2021-01-11T22:58:40Z

Les taxis du Saguenay–Lac-Saint-Jean sont vides, car la clientèle est rare en pleine pandémie, encore plus depuis l'imposition du couvre-feu.

«Je pense que, dans la nuit de samedi à dimanche, j'ai fait un voyage», a indiqué le propriétaire de Taxi 2151, Alexandre Morin.

Le service n'est utilisé que pour les déplacements de travailleurs essentiels: infirmières, commis de dépanneurs ou cuisiniers de restaurants, par exemple.

Depuis l'imposition du couvre-feu, il n'y a plus qu'un seul taxi de nuit dans l'arrondissement de La Baie. Puis, une entreprise de Chicoutimi est passée de 28 taxis sur les routes lors des soirées achalandées à seulement 5.

Certains doivent donc user de créativité pour garder la tête hors de l'eau, en acceptant, par exemple, des contrats pour faire du transport de produits.

«On fait maintenant de la livraison de nourriture. On a eu de nouveaux contrats avec la Voie Malté, l'Inter. De jour, on est capable de se maintenir, mais de soir, c'est grâce à des contrats comme ça qu'on peut opérer encore», a détaillé un membre du conseil d'administration d'UNIS-TAXIS, Hugo Lapointe.

Des ententes sont également conclues avec les centres hospitaliers pour le transport de matériel ou d'échantillons.

Les autobus de la Société de transport de Saguenay (STS) demeurent en activité même après le couvre-feu, ce qui réduit encore le bassin de clients potentiels.

«On a déjà des horaires réduits après 18h.

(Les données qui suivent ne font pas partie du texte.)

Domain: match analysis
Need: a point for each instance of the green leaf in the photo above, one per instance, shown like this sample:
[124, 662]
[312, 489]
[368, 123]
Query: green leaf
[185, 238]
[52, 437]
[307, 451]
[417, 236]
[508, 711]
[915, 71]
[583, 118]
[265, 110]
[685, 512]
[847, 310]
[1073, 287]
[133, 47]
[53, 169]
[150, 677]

Quant au transport adapté, les gens doivent nous spécifier la raison de leur transport lors de leur réservation», a précisé le directeur général de la STS, Jean-Luc Roberge.

Les chauffeurs sont avertis: s'ils ont un doute sur le déplacement d'un usager, ils doivent contacter la répartitrice de la société, qui contactera en retour les autorités policières pour une vérification au besoin. Aucune situation du genre n'est survenue jusqu’à présent.